The #data-science-and-analytics ecosystem is dominated by short-form video content (Reels), aligning with Instagram's algorithmic preference for video-first distribution. There are 8 distinct accounts contributing to the trending feed. The top creator, @onestopdata, has contributed 1 reel with a total viewership of 6,678,124. The top three creators — @onestopdata, @onseventhsky, and @aanooook — together account for 85.8% of the total views in this dataset. The semantic network of #data-science-and-analytics extends across 17 related hashtags, including #data science, #science, #sciences, #datas. Creators often use these tags together to reach overlapping audiences.

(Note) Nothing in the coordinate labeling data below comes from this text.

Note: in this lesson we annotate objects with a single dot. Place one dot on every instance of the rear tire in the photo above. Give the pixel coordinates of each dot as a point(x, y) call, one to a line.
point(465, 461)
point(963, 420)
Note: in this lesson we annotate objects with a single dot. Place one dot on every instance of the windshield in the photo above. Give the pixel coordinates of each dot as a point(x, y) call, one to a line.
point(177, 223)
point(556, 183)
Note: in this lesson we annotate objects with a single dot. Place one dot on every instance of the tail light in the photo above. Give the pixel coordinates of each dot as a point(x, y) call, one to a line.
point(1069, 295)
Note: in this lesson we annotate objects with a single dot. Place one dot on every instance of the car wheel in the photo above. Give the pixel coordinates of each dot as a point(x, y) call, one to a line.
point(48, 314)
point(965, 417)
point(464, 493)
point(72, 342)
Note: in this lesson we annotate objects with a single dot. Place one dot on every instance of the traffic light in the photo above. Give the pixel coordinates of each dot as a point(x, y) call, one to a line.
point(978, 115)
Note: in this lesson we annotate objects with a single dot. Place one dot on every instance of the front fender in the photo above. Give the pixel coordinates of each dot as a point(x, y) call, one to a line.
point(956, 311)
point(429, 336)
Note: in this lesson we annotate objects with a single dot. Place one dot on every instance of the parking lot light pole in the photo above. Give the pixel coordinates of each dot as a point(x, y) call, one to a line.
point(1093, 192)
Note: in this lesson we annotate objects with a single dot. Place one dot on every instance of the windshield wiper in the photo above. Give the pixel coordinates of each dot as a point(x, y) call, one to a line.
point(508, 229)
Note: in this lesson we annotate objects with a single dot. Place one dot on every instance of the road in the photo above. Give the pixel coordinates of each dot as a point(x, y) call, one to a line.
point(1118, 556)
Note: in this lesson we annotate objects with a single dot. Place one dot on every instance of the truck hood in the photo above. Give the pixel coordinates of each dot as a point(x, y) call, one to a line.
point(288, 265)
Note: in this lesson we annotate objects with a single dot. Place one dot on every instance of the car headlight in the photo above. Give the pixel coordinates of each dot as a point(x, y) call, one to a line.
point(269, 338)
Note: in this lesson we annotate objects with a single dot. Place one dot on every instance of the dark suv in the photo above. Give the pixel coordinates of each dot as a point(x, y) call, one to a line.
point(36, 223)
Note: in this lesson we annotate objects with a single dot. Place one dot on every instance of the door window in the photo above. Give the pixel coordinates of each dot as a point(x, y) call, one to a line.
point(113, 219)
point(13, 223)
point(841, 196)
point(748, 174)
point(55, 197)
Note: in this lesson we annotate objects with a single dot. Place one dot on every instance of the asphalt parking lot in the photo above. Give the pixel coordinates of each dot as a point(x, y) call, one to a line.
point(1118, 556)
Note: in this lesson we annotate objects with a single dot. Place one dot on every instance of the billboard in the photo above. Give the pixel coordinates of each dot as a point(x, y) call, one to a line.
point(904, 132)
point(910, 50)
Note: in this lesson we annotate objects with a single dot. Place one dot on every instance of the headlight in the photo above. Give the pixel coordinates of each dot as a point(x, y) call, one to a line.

Discoverability & Reach Potential

The discoverability metrics for #data-science-and-analytics indicate an active content ecosystem. The average of 1,310,009 views per reel demonstrates consistent audience reach. For creators using #data-science-and-analytics, high-quality production and strong hooks in the first 1-2 seconds tend to perform best given the competition.

Analyst Verdict

#data-science-and-analytics demonstrates the hallmarks of a well-performing Instagram hashtag. With an average of 1,310,009 views per reel, the viewership metrics position this hashtag as a premium discovery vehicle. Creators like @onestopdata and @onseventhsky are leading the charge, setting viewership benchmarks for the community.

Frequently Asked Questions

Everything about #data-science-and-analytics on Instagram

Frequently Asked Questions

How popular is the #data science and analytics hashtag?

Currently, #data science and analytics has over 4.7K public posts on Instagram. It is a highly active community focus area for creators and brands.

Can I download reels from #data science and analytics anonymously?

Yes, Pikory allows you to view and download public reels tagged with #data science and analytics without an account and without notifying the content creators.

What are the most related tags to #data science and analytics?

Based on our semantic analysis, tags like #sciencing, #sciences, #data and data science are frequently used alongside #data science and analytics.